Teddy Bellemain

Teddy Bellemain

Quelles ont été pour vous les raisons qui ont motivé votre projet d’étudier le japonais ?

J’ai fait des études de commerce et management international (Master 2). Dans ma formation tout le monde est capable de parler anglais, par conséquent je voulais avoir un atout supplémentaire  pour effectuer du commerce au niveau international. J’ai choisi un pays asiatique car j’ai toujours voulu découvrir cette partie du monde. Le choix du Japon m’a semblé évident car c’est un pays où naissent beaucoup de techniques diverses pour améliorer la productivité, la qualité, la traçabilité…

 

Pourquoi avez-vous choisi l’école Toshin ?

Le choix de l’école Toshin s’est principalement fait grâce à internet. Je recherchais une école située à Tokyo, peu chère avec de bons avis. L’école Toshin a été la première à sortir du moteur de recherche, et le site est  accessible en anglais/français. De plus, Monsieur Oda, qui parle parfaitement français a été un acteur très important pour faciliter le processus d’inscription à l’école.

 

Quel était votre niveau de japonais en arrivant au Japon ?

J’avais déjà vécu un an au Japon, à Sendai, où j’avais réalisé mon Master 1. Cela m’a permis d’apprendre   les bases du Japonais, assez pour avoir une conversation basique.

 

Quel bilan  tirez-vous de cette formation ?

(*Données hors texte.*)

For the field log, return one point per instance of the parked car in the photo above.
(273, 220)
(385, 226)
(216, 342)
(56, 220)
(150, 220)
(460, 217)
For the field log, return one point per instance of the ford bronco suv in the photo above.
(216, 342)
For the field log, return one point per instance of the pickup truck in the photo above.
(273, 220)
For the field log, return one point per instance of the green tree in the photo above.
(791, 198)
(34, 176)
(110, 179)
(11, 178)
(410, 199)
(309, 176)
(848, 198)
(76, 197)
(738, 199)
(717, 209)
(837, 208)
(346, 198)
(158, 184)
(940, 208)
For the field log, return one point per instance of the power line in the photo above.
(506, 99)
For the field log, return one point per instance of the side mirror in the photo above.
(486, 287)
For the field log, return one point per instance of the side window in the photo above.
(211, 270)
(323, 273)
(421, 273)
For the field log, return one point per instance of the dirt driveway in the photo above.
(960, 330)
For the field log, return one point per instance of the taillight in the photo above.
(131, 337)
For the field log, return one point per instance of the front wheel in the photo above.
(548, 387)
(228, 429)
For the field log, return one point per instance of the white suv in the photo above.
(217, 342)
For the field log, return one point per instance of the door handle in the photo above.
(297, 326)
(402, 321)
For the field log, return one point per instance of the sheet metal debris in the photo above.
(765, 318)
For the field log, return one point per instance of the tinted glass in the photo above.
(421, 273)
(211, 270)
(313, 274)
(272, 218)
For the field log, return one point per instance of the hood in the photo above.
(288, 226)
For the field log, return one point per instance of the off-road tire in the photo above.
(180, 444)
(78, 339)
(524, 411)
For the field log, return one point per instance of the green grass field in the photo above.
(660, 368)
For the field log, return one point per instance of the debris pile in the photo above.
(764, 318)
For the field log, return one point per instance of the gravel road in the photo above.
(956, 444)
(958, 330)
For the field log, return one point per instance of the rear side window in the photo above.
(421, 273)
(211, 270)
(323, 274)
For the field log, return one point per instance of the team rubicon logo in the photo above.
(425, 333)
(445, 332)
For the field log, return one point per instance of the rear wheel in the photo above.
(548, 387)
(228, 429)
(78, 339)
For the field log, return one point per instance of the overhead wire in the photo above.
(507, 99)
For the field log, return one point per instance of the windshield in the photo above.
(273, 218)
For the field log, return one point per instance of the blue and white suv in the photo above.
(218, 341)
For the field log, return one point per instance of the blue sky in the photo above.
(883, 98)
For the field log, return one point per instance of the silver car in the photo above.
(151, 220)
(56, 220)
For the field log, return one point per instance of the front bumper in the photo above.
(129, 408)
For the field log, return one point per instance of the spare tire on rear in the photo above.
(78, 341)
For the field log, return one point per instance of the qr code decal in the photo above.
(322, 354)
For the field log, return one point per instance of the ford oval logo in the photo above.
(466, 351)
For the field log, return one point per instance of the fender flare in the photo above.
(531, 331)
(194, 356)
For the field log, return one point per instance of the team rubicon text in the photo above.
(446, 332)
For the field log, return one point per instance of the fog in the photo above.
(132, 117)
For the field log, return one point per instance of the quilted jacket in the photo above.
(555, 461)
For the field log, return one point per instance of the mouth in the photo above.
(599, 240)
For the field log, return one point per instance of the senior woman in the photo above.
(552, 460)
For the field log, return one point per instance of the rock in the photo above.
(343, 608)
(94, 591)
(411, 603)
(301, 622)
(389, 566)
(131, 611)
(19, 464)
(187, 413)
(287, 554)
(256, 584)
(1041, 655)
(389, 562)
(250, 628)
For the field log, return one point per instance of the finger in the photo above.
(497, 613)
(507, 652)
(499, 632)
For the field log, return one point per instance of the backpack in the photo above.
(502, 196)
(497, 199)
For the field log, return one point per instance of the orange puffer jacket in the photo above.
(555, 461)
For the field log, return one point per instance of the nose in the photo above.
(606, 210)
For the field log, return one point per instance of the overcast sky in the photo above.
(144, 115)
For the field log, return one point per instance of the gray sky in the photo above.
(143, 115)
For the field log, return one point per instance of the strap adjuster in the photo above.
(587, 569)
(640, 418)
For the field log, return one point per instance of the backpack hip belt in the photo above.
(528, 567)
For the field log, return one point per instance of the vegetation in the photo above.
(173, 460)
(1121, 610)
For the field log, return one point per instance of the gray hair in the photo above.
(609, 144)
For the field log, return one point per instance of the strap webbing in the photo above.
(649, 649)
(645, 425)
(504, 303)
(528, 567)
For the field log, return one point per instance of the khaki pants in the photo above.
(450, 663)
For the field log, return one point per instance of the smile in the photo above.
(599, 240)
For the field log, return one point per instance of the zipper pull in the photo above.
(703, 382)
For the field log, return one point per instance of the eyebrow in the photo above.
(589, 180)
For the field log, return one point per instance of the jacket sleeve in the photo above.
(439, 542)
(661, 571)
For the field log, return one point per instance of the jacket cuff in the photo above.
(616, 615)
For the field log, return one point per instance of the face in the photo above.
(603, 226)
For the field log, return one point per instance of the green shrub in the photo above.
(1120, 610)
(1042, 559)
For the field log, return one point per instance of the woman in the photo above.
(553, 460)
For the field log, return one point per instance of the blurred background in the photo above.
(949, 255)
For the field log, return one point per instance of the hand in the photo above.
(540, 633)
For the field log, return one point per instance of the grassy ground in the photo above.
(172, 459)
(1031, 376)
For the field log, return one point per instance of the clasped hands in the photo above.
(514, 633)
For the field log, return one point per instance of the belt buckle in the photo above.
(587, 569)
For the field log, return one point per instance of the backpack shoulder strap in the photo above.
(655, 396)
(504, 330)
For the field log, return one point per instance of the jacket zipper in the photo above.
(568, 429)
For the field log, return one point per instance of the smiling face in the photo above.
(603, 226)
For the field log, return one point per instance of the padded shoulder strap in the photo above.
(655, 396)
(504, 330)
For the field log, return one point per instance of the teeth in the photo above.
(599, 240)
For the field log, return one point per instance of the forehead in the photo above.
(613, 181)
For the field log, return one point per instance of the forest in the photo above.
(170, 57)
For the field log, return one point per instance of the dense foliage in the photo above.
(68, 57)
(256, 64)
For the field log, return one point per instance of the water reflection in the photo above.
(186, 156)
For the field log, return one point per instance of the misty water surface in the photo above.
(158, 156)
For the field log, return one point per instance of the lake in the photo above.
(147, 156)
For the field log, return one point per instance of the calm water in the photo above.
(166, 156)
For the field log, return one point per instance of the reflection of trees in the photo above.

Les cours étaient assez intensifs, de bonnes qualités, nous avons abordé beaucoup de kanjis (très bonne chose), de nombreux points de grammaire, mais aussi la lecture et l’écoute. J’ai apprécié cet enseignement. Je n’ai que très peu de chose à redire sur la qualité des cours, peut-être qu’il faudrait laisser un peu plus de place à la conversation.Les professeurs sont également très agréables et à l’écoute des élèves.La progression peut être très rapide avec un travail personnel régulier.

 

Quel niveau de japonais avez-vous atteint au moment de chercher du travail à Tokyo ?

Le niveau de japonais atteint au moment de chercher un travail, était équivalent au JLPT 2.

 

Quelles ont été les principales raisons qui vous ont motivé  à vous lancer dans une carrière professionnelle au Japon ?

La principale raison est de maitriser parfaitement le japonais, la seconde est de pouvoir acquérir  de l’expérience professionnelle à l’étranger.

 

Comment s’est déroulée votre recherche travail ?

Après avoir demandé à Monsieur Oda s’il avait des contacts dans le monde du travail japonais, il m’a gentiment présenté et accompagné à une agence de recrutement pour étudiants internationaux.
C’est là que tout a commencé. Après avoir constitué mon CV en japonais, j’ai eu un entretien avec l’agence de recrutement pour définir les possibilités qui s’offraient à moi. L’agence m’a présenté une entreprise qui m’a intéressé. Celle-ci m’a contacté, j’ai dû passer un test puis deux entretiens en japonais.
Durant tout le processus de recherche de travail, Monsieur Oda et les agents de l’agence de recrutement m’ont conseillé et aidé pour augmenter mes chances de réussite. Je les remercie énormément.

 

Quelles sont les principales différences avec la recherche de travail en France ?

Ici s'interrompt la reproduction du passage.